OpenAI is winding down the Evals product and recommends Promptfoo for continuing and extending your evaluation workflows. OpenAI Evals lets you export supported evaluations as runnable Promptfoo configs and separately preserve results from past runs.
Promptfoo is an open-source CLI and library for evaluating and red-teaming AI apps and agents. It gives you a more flexible way to run, maintain, and extend your evals locally or in CI.
What Changes When You Move to Promptfoo
OpenAI Evals and Promptfoo share the same core building blocks: test data, prompts, providers/models, and criteria for scoring outputs. For supported evals, the exported Promptfoo configuration carries these pieces into a runnable evaluation, so you can continue testing the same behavior in Promptfoo.
The main difference is the workflow. OpenAI Evals is managed in the OpenAI Platform, where evaluations, runs, results, and related dataset workflows are available in the dashboard. Promptfoo is centered on a portable configuration file and CLI workflow. You can keep evaluations alongside your application code, run them locally or in CI, and adapt them as your testing needs evolve.
| OpenAI Evals | Promptfoo |
|---|---|
| Evaluations and results are managed in the OpenAI Platform dashboard. | Evaluations are defined in a config file and run with the CLI or in CI. |
| Graders are configured as testing criteria in an eval. | Grading behavior is configured as assertions and metrics. |
| Runs are tied to the Platform evaluation workflow. | Runs can be integrated into development, testing, and deployment workflows. |
| Platform features such as dataset review and prompt iteration remain in OpenAI. | Provider selection and evaluation customization are managed in Promptfoo. |
Promptfoo does not simply reproduce the OpenAI Evals interface in another tool.

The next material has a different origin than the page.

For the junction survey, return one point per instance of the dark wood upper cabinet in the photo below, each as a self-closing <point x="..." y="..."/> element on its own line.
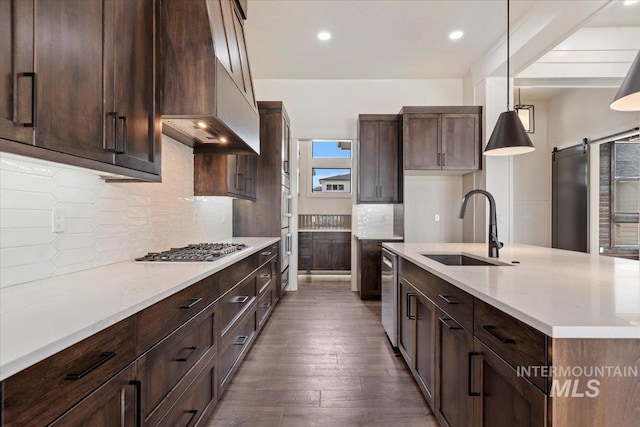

It provides a more portable, code-oriented workflow for maintaining, running, and extending evaluations over time.
Migrate an Evaluation to Promptfoo
OpenAI Evals lets you export supported evaluations as runnable Promptfoo configurations, so you can continue running and extending your evals in Promptfoo. Historical result exports are separate: you can import them when you want previous OpenAI Evals runs available in Promptfoo.
Before You Start
- Install Promptfoo.
- An existing OpenAI Evals evaluation.
- An API key for the model provider used in your eval, such as
OPENAI_API_KEY.
Export a Runnable Promptfoo Configuration
- Open the evaluation in the OpenAI Platform dashboard.
- Select a completed run to use as the basis for the exported configuration. If your evaluation does not have a completed run yet, run it once before exporting.
- Open the Export menu and select Download runnable Promptfoo config.
- Download the Promptfoo configuration file and review any migration warnings before running it.
Screenshot placeholder: OpenAI Evals export menu with Download runnable Promptfoo config visible.
Run the Exported Evaluation in Promptfoo
Run a fresh evaluation and open the results viewer:
promptfoo eval -c <downloaded-config-file> --no-cache
promptfoo view
eval creates a new Promptfoo evaluation run, while view opens its results locally. This new run is separate from any previously completed OpenAI Evals runs.
If you modify the exported configuration or encounter a configuration error, validate it before retrying:
promptfoo validate config -c <downloaded-config-file>

Verify the Migrated Evaluation
After your first Promptfoo run, review the results to confirm that the evaluation behaves as expected. If the export included warnings or you manually changed the configuration, compare the affected prompts, assertions, and outputs before using the eval in an ongoing workflow.
Similarity-based scoring may not produce identical numerical results across systems. Any manually recreated grader, especially an LLM-as-a-judge grader, should be validated before you rely on it for regression decisions.
Preserve Historical Results
If you want past OpenAI Evals runs visible in Promptfoo, download your results from the export menu and import the downloaded file:
promptfoo import <downloaded-results-file>
promptfoo view
This preserves past run results for reference. It does not create the runnable Promptfoo configuration used for future evaluation runs.
Cases That Require Manual Setup
Some evaluations may require additional setup in Promptfoo.
| Situation | What to do |
|---|---|
| A runnable configuration cannot be exported. | Recreate the evaluation in Promptfoo. Import historical results separately, if needed. |
| A grader is not included in the exported configuration. | Recreate it as a Promptfoo assertion and verify its behavior before relying on it. |
| A tool, agent, or custom provider workflow is not reproduced. | Configure that workflow in Promptfoo and test it before using the migrated eval. |
Customize Your Workflow in Promptfoo
Once your migrated evaluation is working as expected, you can use Promptfoo to expand your test coverage, run evals in CI, and add red-team testing.
If you use Codex, see Add evals to your AI application to build and maintain Promptfoo eval suites with the Promptfoo Codex plugin.